All in all, consumers have different expectations now about how they want to buy products and be served by sellers. They purchase shirts, shoes and gadgets on Amazon with a single click. They’re eager to lease unseen homes for weekends on Airbnb. And they routinely arrange for cars driven by nice people at Uber and Lyft to pick them up at airports and street corners.

In all these transactions, there is no exchange of cash or handing over a credit card. Such effortless and pleasant interactions have become table stakes.

Much of the traditional insurance industry is not yet in the game, but it’s getting there.

“The big insurance companies are coming closer to these startups in terms of efficiencies, developing smartphone apps to take pictures of insured losses and to make the filing of a claim and its payment easier and quicker,” Eslami says.

There’s no question the image and operating structure of the insurance industry needs to change. Its reputation is as tarnished as Grandma’s silverware in the attic, and its IT infrastructure is creaking like Grandpa’s knees. But are traditional insurers and brokers bound to end up in the same heap as taxicab companies, record stores, video rental businesses and travel agencies?

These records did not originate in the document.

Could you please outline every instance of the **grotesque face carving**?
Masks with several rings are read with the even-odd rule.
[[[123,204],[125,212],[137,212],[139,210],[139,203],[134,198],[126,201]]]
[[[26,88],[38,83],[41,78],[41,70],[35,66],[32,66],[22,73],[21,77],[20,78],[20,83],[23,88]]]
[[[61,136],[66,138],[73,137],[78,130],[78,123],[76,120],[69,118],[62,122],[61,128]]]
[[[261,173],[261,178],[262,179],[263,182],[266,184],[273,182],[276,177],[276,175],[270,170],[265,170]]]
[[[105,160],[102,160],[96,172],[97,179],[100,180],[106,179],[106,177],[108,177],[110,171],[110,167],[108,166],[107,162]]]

There’s this widespread realization today that agents and brokers are these people you went to lunch with in the past, whose only job was to protect their books of business over the next two decades.
Scott Walchek, CEO, Trov

Not by a long shot. There’s just more competition, something the industry has dealt with since the days of Lloyd and his London coffee shop. In the near term, insurers and brokers can even bide their time, thanks to Lemonade’s conservative “test and learn” approach.

There’s even the risk that, once Lemonade and other P2P startups grow, their social, communal aspects will fade. “While digital and social media have enabled Lemonade and others to re-create these types of peer groups, as they grow they, too, face a very similar future,” warns McKinsey’s Patiath.

If this happens, the sleek, fashionable insurer may become just as dowdy as the companies it decries.

Put that in your lemonade and stir it.